The media likes clear distinctions — good news or bad news, sunny or rainy — but not the vast grey chasm in between. This is arguably why it failed to spot the scale of the financial crisis. Because until things went horribly wrong there wasn’t a story.

But the other reason journalists didn’t alert their readers before last year’s economic crash is because it’s not the job of the media to take a view that no one else is taking. In other words: if politicians, bankers and economists did not see it coming, then why should the media?

A similar thing is happening with global warming. The political and media drumbeat is incessant. According to Gordon Brown humanity now has about 30 days to save itself, which is clearly a ridiculous claim.

And there are far more important health problems facing the world than climate change. However, this kind of apocalyptic language is now standard, but when it is challenged the proponents of emission reduction point to science for their answers.

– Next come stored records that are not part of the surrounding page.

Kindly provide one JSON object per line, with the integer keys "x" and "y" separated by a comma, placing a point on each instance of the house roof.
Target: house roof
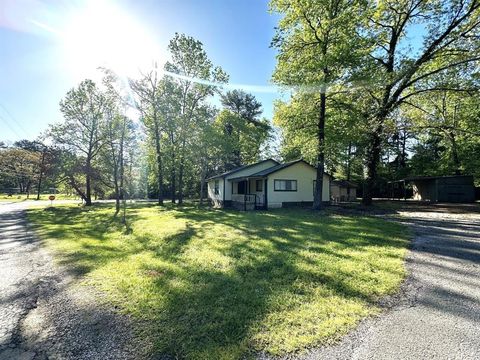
{"x": 344, "y": 183}
{"x": 279, "y": 167}
{"x": 420, "y": 178}
{"x": 227, "y": 173}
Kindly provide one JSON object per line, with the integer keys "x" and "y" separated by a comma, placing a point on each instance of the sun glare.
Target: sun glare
{"x": 103, "y": 34}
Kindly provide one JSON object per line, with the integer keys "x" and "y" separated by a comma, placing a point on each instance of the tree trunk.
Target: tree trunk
{"x": 40, "y": 176}
{"x": 173, "y": 172}
{"x": 373, "y": 158}
{"x": 180, "y": 184}
{"x": 202, "y": 182}
{"x": 318, "y": 196}
{"x": 349, "y": 165}
{"x": 122, "y": 173}
{"x": 180, "y": 174}
{"x": 455, "y": 158}
{"x": 159, "y": 165}
{"x": 88, "y": 186}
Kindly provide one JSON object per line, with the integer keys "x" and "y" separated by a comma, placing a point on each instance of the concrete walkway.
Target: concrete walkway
{"x": 43, "y": 315}
{"x": 437, "y": 314}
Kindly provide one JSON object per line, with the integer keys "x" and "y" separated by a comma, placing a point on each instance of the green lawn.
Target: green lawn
{"x": 23, "y": 197}
{"x": 224, "y": 284}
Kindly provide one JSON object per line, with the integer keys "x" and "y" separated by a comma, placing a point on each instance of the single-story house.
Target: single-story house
{"x": 454, "y": 188}
{"x": 267, "y": 184}
{"x": 343, "y": 190}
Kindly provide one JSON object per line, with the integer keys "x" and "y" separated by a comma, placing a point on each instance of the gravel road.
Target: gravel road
{"x": 44, "y": 313}
{"x": 437, "y": 313}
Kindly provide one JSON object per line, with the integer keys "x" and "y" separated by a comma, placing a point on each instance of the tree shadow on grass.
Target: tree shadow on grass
{"x": 203, "y": 308}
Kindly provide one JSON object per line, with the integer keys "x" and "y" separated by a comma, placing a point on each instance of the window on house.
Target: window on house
{"x": 242, "y": 187}
{"x": 285, "y": 185}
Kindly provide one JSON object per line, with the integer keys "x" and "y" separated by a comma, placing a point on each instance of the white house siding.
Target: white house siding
{"x": 217, "y": 199}
{"x": 305, "y": 175}
{"x": 249, "y": 171}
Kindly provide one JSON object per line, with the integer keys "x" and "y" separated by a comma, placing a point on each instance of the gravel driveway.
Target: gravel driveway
{"x": 437, "y": 313}
{"x": 43, "y": 315}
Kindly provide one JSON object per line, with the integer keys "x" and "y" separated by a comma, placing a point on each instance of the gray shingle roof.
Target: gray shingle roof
{"x": 227, "y": 173}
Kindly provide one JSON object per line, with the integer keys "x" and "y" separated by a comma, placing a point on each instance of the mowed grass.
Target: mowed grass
{"x": 23, "y": 197}
{"x": 218, "y": 284}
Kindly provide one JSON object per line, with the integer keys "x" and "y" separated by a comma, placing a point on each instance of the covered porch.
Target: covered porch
{"x": 248, "y": 193}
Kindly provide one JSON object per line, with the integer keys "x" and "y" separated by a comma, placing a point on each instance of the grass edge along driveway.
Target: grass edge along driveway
{"x": 224, "y": 284}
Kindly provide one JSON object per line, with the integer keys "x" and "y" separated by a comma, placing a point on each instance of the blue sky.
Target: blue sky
{"x": 40, "y": 61}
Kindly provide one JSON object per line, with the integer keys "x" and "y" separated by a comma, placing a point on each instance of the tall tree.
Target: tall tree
{"x": 149, "y": 96}
{"x": 318, "y": 43}
{"x": 195, "y": 78}
{"x": 392, "y": 75}
{"x": 82, "y": 131}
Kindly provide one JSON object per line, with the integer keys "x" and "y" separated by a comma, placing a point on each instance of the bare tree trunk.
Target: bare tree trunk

Their ranks have been swelled by an increasing number of organisations, both public and private, with a vested interest in the science pointing in one direction only. Interestingly, one of those firms, Grimshaw, has just landed the job of masterplanning the highly controversial expansion of Heathrow airport, putting it in the front line for environmental protesters.

But despite the outcry of, among others, the Green Building Council (see letter on bdonline.co.uk) the science is far from settled, and reliable forecasts of future climate are proving elusive.

It may well be that human CO2 activity is a significant factor in global warming, but there are also other reasons, like population growth and a huge number of other independent factors that are making the earth warmer, although these are rarely given much credence — and the scientists involved in genuine research in this field have been refused platforms because they dare question the climate change orthodoxy.

It may be too that the sensible approach is to take action now, because the risks of doing nothing outstrip the risks of doing something — although again what that “something” should be is debatable.

Is the best course of action putting a cap on emissions for countries like China and India, which would jeopardise their economic growth, or should we be adapting to climate change and using our energies and money in better preparing for the impact of events such as flooding and drought? And who is going to pay?

Again, it is hard to have this debate without being labelled a climate change “denier”. The very word, with its implicit reference to the Holocaust, is deliberately offensive, but a free press means that journalists should be allowed to raise these questions and BD has no intention of staying silent just because of the “baying mob of outrage” coming after it.

It’s no surprise that the green lobby insists the debate is over, but it’s not, and the more people try and suppress it, the more difficult it is to have a reasoned and consensual approach, which is surely needed if the right policies are to be agreed now, and in the future.